Much less apparent and well known than the annual crane migration is Nebraska’s role in the spring and fall migrations of shorebirds such as sandpipers, plovers, curlews and godwits. These migrations are inconspicuous, in part because of the fact that most long-distance shorebird flights occur at night. Shorebirds also never migrate in the enormous flocks that are so typical of geese and cranes, and their flights are usually unaccompanied by loud calls. Yet, they are massive if nearly invisible migrations, involving over 30 species and an estimated 200,000–300,000 birds. Many of the species travel from South American wintering grounds, and about half of them are bound for arctic tundra breeding grounds of Canada and Alaska. While resting and feeding between flights, the birds scatter across Nebraska’s smaller and shallower wetlands, from the undulating loess plains of Rainwater Basin between the Platte and Republican rivers, across the wet meadows of the Platte Valley, to the thousands of remote Sand Hills wetlands nestled between the Platte and Niobrara rivers.

Nebraska’s wetlands are a small but important part of an intercontinental series of important stepping- stones used by shorebirds on their migrations.
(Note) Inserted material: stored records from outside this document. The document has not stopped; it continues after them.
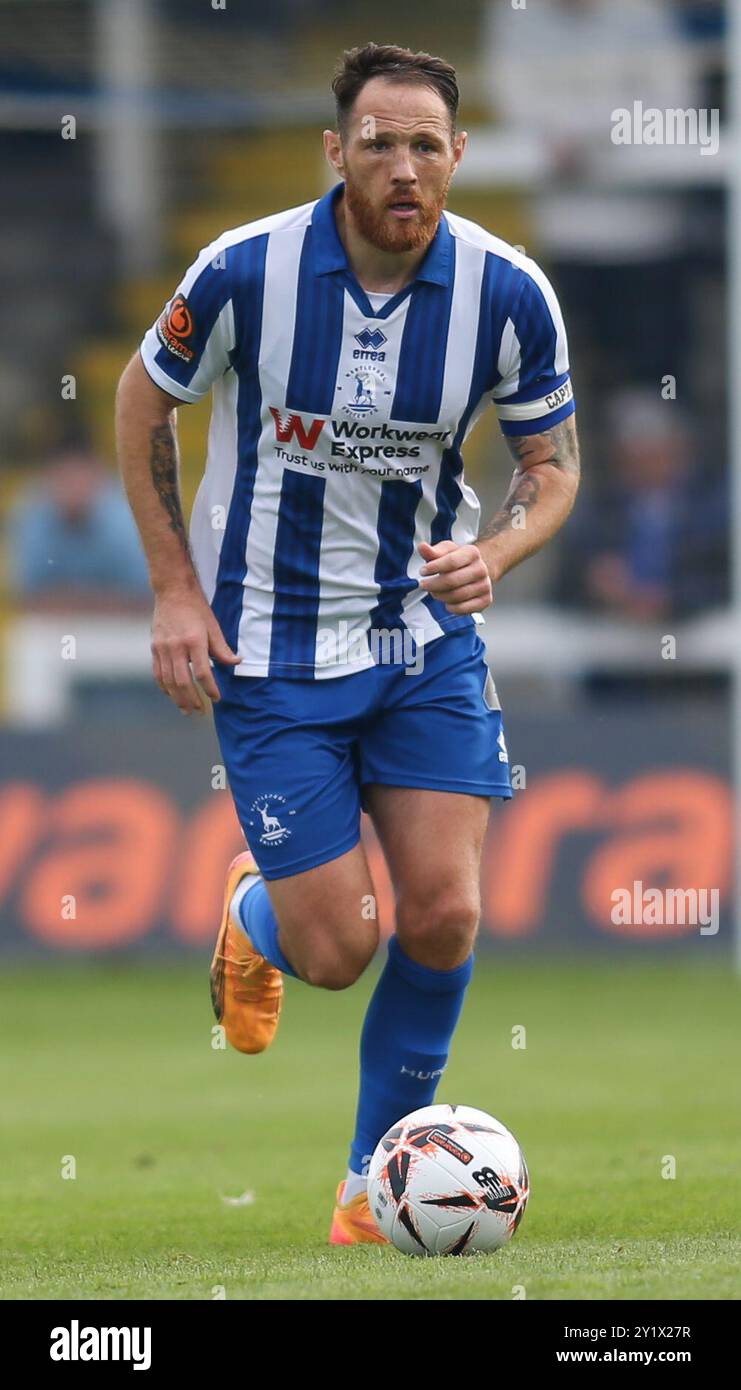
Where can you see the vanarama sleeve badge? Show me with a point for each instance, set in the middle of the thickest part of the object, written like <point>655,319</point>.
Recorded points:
<point>175,328</point>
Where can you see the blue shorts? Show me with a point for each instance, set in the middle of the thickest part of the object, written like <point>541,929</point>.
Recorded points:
<point>298,752</point>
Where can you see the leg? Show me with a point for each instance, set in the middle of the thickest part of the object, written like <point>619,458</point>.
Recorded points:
<point>428,769</point>
<point>433,844</point>
<point>289,754</point>
<point>323,918</point>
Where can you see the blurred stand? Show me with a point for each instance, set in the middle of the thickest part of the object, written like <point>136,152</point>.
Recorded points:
<point>79,635</point>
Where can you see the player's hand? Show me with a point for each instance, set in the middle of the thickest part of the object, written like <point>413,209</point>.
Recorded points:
<point>184,634</point>
<point>458,576</point>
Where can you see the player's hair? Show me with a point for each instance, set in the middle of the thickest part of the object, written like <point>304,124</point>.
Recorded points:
<point>387,60</point>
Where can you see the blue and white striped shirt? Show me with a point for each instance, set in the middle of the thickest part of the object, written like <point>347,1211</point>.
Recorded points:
<point>337,426</point>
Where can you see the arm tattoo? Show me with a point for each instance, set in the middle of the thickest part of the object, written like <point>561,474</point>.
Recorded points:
<point>558,446</point>
<point>163,460</point>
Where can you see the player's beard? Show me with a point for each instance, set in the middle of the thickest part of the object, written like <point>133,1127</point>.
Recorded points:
<point>383,231</point>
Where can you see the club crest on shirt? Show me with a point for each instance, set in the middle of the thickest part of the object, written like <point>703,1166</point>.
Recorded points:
<point>366,384</point>
<point>175,328</point>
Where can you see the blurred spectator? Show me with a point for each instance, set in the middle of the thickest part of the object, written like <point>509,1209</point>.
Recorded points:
<point>558,71</point>
<point>72,541</point>
<point>651,542</point>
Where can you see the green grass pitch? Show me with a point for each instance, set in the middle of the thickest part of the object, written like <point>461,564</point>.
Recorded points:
<point>114,1066</point>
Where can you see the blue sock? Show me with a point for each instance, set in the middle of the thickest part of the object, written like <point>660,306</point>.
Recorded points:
<point>403,1047</point>
<point>259,922</point>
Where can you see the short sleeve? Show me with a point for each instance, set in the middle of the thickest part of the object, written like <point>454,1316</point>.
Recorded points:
<point>189,345</point>
<point>534,391</point>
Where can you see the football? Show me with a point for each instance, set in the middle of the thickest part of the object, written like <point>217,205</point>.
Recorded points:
<point>448,1180</point>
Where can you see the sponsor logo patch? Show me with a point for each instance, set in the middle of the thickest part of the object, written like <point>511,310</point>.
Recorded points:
<point>175,328</point>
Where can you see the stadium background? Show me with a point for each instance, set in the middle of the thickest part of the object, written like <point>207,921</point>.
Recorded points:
<point>134,131</point>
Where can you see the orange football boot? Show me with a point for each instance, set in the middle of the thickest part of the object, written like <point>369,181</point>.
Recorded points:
<point>355,1225</point>
<point>246,990</point>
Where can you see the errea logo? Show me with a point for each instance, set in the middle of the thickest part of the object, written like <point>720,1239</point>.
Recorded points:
<point>370,341</point>
<point>75,1343</point>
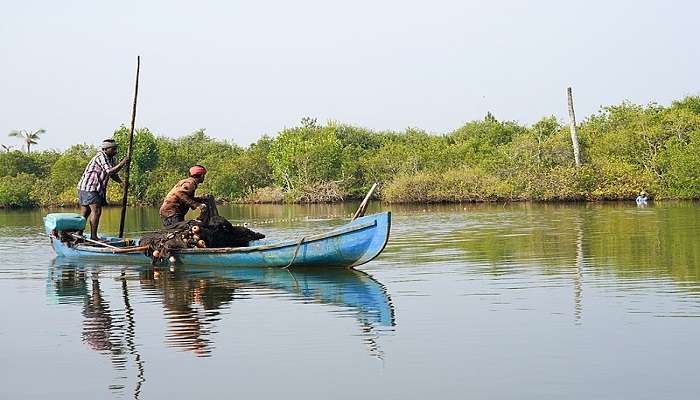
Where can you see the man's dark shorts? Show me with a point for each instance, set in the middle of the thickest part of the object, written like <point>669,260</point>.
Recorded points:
<point>167,221</point>
<point>87,198</point>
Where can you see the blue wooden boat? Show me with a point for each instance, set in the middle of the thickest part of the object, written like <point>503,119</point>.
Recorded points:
<point>350,245</point>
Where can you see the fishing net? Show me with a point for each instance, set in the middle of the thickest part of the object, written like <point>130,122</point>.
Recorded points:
<point>209,230</point>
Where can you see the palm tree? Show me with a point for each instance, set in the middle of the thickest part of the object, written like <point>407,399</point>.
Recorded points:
<point>29,138</point>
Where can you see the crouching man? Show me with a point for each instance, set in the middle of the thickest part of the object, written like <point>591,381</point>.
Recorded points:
<point>181,198</point>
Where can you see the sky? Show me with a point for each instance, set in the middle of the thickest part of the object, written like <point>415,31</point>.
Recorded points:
<point>242,69</point>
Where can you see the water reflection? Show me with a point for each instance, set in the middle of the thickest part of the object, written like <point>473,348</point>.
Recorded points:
<point>194,299</point>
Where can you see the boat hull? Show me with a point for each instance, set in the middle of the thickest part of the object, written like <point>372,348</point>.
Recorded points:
<point>350,245</point>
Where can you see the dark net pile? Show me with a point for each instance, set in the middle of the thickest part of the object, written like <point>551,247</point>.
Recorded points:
<point>209,230</point>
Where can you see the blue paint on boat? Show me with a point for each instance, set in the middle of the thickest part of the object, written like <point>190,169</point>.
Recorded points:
<point>350,245</point>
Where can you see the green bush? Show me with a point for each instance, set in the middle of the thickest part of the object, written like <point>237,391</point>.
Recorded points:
<point>19,191</point>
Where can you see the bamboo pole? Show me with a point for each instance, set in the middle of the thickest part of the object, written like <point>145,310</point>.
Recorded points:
<point>572,126</point>
<point>363,206</point>
<point>127,167</point>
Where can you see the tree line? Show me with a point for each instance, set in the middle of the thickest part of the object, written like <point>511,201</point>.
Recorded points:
<point>624,148</point>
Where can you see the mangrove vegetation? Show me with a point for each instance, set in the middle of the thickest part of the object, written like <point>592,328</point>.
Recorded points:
<point>624,148</point>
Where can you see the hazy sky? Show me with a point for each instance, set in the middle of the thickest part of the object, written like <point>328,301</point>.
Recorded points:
<point>244,69</point>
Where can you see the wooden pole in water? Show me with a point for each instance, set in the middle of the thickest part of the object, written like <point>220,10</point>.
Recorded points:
<point>363,206</point>
<point>572,126</point>
<point>127,167</point>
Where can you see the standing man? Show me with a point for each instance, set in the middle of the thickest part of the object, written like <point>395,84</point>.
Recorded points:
<point>92,188</point>
<point>181,198</point>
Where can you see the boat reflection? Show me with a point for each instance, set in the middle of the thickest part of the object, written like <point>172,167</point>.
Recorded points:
<point>193,299</point>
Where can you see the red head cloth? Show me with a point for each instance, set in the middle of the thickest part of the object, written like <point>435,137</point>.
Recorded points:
<point>197,170</point>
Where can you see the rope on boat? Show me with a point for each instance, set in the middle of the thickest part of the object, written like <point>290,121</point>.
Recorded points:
<point>296,252</point>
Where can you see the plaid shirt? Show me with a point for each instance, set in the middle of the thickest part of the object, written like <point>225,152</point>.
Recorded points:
<point>97,173</point>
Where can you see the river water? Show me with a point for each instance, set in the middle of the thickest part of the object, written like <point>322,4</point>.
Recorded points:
<point>521,301</point>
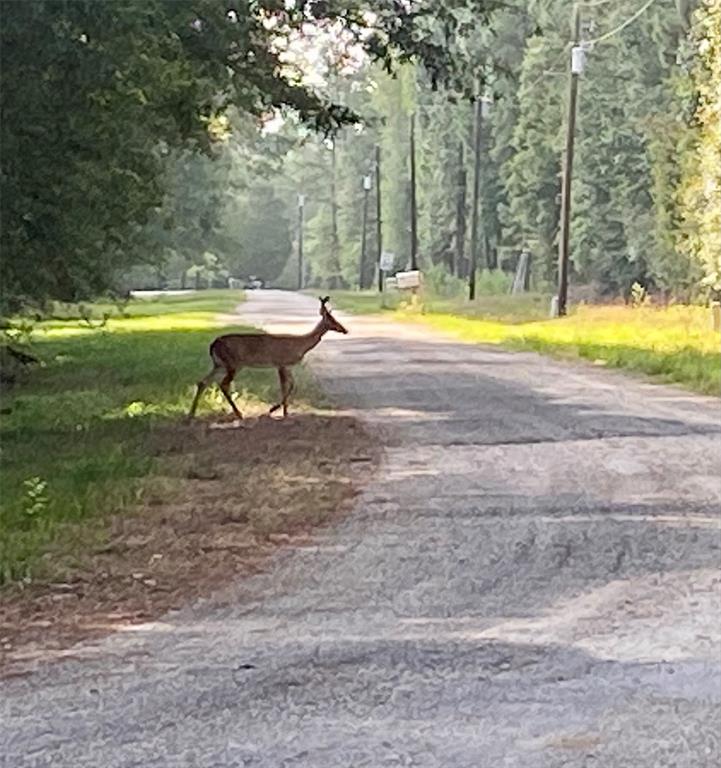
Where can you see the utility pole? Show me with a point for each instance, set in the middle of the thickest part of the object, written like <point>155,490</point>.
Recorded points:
<point>379,233</point>
<point>576,69</point>
<point>414,209</point>
<point>478,125</point>
<point>367,182</point>
<point>460,213</point>
<point>301,203</point>
<point>335,276</point>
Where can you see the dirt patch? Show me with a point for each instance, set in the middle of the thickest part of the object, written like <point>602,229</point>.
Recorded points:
<point>226,498</point>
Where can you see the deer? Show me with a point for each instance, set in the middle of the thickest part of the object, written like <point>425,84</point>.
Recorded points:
<point>234,351</point>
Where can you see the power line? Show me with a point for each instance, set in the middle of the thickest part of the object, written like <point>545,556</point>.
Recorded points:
<point>621,27</point>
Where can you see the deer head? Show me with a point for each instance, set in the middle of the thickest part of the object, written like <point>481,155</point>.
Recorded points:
<point>328,321</point>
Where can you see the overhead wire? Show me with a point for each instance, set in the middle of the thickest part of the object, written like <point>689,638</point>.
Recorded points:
<point>622,26</point>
Some locations are especially valuable for certain species but may be little used by others. For example, the otherwise undistinguished agricultural fields and wetlands centered in Seward and Fillmore counties are probably the buff-breasted sandpiper’s single most important spring stopover area between its Argentine wintering sites and its high-arctic nesting grounds. Not far to the south, the shallow marshes of Cheyenne Bottoms Wildlife Area in central Kansas supports nearly half of North America’s total shorebird population, including more than 90 percent of the white-rumped, Baird’s and stilt sandpipers, long-billed dowitchers and Wilson’s phalaropes surveyed during spring in central and eastern North America. To the north the glaciated potholes and sloughs of the Dakotas and southern Canada provide the major stopping points on the spring flights of many northern prairie or arctic-nesting species.